When you think about VMware and cybersecurity, two products have always stood out. NSX, which has evolved into a common micro-segmentation tool for east/west traffic within ESXi, and AppDefense, which monitors applications, determines “normal” behavior, and detects anomalies.
Now, VMware has other security capabilities, but few cybersecurity pros know a thing about them. Why? Because despite its strong technology, VMware has never established itself as a cybersecurity vendor. Many VMware salespeople have a cursory understanding of the company’s security capabilities, while partners often complain that beyond its Palo Alto, California, headquarters, VMware isn’t proficient at driving security go-to-market programs with channel partners or its global sales organization.
To its credit, VMWare recognized two things:
- Its future hybrid cloud leadership needed a much greater security presence, and
- It couldn’t get there on its own.
For those reasons, VMware acquired Carbon Black last week. Yes, this acquisition can help VMware address its historical cybersecurity shortcomings, but Carbon Black has the potential to contribute much more.
Carbon Black gives VMware the potential to become a cybersecurity leader
The combination of VMware and Carbon Black can:
- Provide a security bundle for Workspace One. VMware’s “intelligence-drive workspace platform” offered security features for identity and access management but lacked any native device/virtual device security safeguards. Armed with Carbon Black, VMware can provide an integrated secure workspace – similar to what Microsoft does with ATP. Beyond endpoints, Carbon Black can also be bundled with core ESX.

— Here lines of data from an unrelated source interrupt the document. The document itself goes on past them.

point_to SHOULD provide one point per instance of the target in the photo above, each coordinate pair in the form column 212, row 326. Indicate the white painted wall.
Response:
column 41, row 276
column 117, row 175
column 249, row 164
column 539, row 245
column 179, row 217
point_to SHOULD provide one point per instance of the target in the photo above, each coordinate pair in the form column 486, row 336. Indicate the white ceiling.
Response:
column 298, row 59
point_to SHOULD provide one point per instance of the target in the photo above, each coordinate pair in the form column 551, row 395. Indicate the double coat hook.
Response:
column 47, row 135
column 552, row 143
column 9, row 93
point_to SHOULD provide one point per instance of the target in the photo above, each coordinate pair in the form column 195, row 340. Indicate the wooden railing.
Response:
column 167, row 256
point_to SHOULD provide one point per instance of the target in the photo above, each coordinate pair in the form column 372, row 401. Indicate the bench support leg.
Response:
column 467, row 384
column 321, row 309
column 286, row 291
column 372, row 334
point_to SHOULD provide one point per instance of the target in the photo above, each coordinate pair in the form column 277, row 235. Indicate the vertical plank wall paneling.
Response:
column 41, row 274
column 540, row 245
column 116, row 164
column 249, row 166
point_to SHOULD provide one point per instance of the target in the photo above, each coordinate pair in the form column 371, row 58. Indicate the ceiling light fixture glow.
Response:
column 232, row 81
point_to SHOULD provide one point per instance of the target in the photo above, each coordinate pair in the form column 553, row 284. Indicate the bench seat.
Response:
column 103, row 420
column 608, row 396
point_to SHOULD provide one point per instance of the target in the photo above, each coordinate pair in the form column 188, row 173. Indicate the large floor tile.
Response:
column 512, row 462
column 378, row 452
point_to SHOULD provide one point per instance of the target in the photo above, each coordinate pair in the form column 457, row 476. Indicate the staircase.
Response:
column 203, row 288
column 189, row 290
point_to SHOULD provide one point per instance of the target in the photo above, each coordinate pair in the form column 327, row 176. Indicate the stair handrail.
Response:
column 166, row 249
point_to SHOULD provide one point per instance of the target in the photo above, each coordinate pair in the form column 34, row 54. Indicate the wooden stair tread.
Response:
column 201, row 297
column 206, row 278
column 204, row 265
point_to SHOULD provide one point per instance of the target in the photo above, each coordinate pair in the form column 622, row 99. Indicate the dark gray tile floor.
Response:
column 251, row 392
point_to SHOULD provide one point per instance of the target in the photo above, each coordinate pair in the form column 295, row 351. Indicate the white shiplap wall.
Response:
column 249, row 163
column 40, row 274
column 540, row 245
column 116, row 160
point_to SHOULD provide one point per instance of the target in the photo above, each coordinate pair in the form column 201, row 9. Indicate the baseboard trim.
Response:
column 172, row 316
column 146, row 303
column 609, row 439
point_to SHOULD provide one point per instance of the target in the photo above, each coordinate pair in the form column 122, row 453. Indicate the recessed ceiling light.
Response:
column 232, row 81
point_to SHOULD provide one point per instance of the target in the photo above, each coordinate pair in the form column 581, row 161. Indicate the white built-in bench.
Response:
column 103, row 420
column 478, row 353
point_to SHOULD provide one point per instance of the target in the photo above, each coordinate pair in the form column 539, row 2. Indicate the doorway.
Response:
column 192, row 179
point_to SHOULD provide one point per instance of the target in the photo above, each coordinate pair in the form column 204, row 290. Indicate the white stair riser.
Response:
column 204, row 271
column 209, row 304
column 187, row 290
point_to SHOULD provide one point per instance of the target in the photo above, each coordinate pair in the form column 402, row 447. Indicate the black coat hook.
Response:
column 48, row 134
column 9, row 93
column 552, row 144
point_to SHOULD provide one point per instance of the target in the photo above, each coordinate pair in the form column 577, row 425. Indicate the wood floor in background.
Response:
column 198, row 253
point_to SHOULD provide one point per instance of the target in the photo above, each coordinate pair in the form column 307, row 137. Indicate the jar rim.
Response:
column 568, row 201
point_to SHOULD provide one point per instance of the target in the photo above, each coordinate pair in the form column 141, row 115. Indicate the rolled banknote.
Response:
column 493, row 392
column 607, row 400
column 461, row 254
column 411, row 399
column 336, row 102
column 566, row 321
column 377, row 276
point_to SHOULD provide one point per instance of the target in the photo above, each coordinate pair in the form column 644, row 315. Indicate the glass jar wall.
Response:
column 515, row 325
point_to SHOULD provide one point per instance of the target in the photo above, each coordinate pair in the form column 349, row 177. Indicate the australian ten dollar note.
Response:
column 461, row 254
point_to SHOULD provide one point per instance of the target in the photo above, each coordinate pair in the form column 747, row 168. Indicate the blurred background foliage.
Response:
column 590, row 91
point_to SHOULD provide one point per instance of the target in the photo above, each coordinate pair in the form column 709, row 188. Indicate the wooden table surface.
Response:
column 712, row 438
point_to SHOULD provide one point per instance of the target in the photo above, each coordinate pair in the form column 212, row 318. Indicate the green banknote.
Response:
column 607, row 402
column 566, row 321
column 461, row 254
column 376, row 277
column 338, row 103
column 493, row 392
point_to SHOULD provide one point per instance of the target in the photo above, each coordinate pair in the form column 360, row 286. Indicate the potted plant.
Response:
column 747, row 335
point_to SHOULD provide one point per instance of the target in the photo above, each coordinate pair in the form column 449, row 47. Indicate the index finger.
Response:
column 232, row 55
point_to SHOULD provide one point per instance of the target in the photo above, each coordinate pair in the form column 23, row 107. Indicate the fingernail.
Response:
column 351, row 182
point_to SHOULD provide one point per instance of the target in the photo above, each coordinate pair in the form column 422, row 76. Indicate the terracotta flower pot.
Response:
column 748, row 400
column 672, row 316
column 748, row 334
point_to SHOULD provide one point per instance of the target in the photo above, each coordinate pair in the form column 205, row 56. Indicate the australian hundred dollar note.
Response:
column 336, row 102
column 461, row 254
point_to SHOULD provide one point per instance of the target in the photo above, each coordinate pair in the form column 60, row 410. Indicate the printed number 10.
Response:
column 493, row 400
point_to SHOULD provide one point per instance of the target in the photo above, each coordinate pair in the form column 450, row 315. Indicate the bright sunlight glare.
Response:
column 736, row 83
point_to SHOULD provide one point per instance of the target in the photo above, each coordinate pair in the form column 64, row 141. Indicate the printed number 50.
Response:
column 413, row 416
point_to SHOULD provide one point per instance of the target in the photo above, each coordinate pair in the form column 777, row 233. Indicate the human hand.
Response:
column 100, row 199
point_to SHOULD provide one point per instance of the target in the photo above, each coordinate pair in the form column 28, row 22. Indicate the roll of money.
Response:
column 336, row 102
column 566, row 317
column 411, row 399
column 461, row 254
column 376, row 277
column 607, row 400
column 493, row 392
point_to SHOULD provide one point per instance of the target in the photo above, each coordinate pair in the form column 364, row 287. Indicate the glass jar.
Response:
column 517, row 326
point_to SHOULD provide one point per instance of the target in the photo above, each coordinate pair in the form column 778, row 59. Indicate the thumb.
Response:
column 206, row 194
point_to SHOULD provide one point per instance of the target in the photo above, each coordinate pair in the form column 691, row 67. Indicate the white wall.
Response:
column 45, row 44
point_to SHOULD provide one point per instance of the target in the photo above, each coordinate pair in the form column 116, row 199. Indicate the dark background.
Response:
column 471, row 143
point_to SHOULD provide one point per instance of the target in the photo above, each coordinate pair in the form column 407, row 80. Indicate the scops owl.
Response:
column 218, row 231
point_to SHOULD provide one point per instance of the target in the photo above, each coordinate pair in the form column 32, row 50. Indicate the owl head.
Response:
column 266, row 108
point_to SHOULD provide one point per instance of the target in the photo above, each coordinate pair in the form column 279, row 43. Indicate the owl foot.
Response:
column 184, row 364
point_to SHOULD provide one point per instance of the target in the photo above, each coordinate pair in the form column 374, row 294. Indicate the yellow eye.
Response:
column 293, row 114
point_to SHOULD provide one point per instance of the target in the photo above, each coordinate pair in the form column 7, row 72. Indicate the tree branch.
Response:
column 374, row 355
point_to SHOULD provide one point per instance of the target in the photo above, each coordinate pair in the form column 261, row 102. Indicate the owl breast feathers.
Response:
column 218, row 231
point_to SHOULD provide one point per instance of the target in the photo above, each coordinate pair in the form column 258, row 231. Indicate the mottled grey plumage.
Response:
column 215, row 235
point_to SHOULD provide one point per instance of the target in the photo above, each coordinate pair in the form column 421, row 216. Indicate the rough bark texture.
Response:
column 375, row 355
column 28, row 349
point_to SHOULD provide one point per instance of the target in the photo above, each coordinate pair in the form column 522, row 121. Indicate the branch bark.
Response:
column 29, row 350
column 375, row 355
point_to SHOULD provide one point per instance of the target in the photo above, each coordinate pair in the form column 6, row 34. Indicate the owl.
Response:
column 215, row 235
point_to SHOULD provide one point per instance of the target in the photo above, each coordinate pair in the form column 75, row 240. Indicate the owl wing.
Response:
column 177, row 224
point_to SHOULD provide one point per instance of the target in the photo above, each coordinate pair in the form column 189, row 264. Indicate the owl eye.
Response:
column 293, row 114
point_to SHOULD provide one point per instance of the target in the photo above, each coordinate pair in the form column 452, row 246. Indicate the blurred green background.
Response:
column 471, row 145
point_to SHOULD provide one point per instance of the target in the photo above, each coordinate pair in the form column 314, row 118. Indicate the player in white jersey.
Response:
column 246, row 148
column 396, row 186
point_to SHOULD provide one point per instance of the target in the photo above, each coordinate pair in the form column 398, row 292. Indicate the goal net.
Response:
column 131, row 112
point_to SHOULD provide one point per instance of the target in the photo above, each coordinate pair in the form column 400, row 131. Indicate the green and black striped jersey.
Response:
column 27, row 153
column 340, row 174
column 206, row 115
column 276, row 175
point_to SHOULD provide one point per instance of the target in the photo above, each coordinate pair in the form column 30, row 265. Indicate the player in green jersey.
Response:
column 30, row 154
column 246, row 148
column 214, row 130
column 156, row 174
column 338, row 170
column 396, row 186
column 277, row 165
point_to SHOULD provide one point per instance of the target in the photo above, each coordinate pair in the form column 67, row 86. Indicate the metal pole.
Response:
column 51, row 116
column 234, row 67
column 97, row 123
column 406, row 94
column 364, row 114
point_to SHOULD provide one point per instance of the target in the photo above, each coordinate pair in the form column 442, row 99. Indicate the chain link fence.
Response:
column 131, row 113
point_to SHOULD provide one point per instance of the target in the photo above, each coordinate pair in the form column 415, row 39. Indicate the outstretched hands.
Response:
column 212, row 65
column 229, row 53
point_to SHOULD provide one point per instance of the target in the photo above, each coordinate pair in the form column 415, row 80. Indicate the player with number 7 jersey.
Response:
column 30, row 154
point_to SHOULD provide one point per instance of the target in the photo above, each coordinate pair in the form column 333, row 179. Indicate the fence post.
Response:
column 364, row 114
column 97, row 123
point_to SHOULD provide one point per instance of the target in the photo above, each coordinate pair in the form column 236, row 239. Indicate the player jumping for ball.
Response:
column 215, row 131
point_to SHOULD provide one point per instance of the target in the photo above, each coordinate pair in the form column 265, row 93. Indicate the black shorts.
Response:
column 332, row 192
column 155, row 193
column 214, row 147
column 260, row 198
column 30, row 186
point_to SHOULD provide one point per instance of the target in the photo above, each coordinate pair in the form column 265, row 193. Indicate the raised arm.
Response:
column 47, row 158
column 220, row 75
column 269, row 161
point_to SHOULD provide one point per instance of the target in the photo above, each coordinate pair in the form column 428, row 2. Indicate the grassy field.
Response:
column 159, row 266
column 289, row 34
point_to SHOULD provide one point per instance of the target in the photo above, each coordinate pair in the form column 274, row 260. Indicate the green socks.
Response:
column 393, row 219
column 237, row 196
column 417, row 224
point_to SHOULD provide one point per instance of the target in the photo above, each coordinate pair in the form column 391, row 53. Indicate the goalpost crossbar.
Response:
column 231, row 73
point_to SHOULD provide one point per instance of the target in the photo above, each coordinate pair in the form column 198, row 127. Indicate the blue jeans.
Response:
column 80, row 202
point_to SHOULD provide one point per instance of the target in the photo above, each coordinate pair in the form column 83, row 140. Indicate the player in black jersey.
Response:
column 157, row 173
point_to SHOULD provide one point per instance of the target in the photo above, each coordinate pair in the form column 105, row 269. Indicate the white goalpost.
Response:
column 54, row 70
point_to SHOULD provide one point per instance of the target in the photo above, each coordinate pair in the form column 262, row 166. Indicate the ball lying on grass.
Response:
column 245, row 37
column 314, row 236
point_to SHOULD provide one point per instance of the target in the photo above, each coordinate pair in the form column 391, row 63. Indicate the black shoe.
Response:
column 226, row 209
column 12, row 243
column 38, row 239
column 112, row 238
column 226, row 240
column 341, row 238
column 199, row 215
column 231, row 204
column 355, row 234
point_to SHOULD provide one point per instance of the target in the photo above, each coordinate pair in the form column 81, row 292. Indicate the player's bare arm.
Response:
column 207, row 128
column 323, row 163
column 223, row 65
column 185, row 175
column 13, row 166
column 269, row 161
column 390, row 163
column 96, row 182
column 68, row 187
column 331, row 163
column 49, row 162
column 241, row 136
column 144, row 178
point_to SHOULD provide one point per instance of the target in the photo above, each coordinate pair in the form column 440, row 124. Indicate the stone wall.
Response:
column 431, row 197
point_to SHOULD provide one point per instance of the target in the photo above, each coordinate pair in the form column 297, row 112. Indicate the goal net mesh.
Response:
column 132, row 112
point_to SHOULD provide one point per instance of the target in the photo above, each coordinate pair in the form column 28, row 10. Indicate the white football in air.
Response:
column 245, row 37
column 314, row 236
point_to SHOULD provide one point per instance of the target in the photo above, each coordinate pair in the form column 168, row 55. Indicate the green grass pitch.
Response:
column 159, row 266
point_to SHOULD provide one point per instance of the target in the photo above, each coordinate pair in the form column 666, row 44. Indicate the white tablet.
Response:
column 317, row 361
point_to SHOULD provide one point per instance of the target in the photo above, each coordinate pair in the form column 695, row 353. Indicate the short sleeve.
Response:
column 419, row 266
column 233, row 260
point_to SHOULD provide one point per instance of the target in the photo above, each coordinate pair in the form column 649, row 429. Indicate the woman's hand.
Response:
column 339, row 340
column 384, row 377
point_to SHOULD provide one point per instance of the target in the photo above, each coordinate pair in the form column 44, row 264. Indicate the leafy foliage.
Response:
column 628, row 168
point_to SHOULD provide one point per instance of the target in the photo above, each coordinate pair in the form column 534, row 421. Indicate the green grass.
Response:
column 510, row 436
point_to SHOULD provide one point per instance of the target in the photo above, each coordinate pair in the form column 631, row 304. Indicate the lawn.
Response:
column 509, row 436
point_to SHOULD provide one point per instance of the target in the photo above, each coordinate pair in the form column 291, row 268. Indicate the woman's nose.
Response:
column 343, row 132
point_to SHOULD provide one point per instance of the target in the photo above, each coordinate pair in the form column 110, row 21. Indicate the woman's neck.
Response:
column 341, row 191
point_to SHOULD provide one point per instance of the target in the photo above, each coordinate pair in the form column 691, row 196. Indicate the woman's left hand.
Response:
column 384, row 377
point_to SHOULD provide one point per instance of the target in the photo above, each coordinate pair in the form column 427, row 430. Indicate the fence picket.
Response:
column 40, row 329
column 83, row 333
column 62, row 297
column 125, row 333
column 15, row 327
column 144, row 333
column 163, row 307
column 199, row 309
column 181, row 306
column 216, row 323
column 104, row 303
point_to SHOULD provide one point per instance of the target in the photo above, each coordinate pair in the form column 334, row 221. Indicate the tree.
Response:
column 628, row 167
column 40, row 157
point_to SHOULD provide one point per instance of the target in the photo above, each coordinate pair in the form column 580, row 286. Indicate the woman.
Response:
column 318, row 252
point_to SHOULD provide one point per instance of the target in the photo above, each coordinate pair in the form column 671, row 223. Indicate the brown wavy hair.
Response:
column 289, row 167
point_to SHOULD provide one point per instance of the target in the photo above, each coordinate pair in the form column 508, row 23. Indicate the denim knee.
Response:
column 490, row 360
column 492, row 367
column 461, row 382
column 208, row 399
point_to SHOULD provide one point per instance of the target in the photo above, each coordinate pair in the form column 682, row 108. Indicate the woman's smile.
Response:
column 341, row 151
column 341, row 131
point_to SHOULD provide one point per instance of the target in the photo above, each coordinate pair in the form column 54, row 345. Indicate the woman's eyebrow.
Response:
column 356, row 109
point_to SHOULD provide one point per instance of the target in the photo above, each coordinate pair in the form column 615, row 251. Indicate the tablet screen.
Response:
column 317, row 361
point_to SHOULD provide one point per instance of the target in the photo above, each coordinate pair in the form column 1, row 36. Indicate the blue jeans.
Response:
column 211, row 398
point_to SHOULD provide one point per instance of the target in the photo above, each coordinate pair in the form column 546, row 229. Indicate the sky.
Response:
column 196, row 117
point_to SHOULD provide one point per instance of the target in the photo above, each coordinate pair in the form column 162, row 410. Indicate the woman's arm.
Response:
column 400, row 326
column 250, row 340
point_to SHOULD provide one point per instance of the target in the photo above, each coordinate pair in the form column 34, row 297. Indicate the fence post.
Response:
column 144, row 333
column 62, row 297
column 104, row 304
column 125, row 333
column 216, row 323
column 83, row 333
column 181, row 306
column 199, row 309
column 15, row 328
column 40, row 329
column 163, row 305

- Bring VMware into the growing market for threat detection and response. According to our research at ESG, 76% of organizations believe that threat detection and response is more difficult today than it was two years ago due to an increase in sophisticated/targeted attacks, an increasing cybersecurity workload, and a growing attack surface. To address this, 89% of organizations plan to increase spending in this area – 47% will increase threat detection and response spending “significantly.” Threat detection and response really depends upon five security technologies: EDR, NTA, file sandboxing, threat intelligence, and security analytics. With Carbon Black, its recent acquisition of Veriflow, and its vRealize product, VMware now covers the whole threat detection and response enchilada. Oh, and VMware also gets Carbon Black’s managed services for the growing population of customers who need help with threat detection/response.
- Further complement its hybrid cloud strategy with security. In its quest to anchor hybrid cloud infrastructure, VMware recently purchased Intrinsic, a company focused on securing serverless workloads. While Carbon Black doesn’t currently support cloud workload security, these capabilities should become part of the offering by early 2020. When this development is completed, VMware will offer customers security controls for physical endpoints and servers, virtual endpoints and servers, and cloud-based workloads of all types (i.e. virtual servers, containers, serverless, etc.).
Aside from technical assets, Carbon Black has a global security-savvy salesforce and strong partner program execution. These capabilities further address VMware’s historical security weaknesses.
Other acquistions that would help VMware
While VMware has its checkbook out, it could further bolster its security stance with a few additional acquisitions in:
- Network traffic analytics (NTA). ESG research indicates that 43% of organizations consider NTA the “first line of defense” for threat detection and response. Rather than building security capabilities into vRealize, perhaps VMware should buy a pure-play security expert such as Corelight, DarkTrace, or Vectra Networks.
- Security analytics and operations. This would be a big move for VMware, but it’s certainly demonstrating bold behavior. Could Exabeam, Jask, or SumoLogic be in the cards?
Regardless of future moves, VMware just took a major step toward becoming a cybersecurity leader while shaking up the security industry. My learned colleague Dave Gruber and I will be watching and reporting on further progress and developments.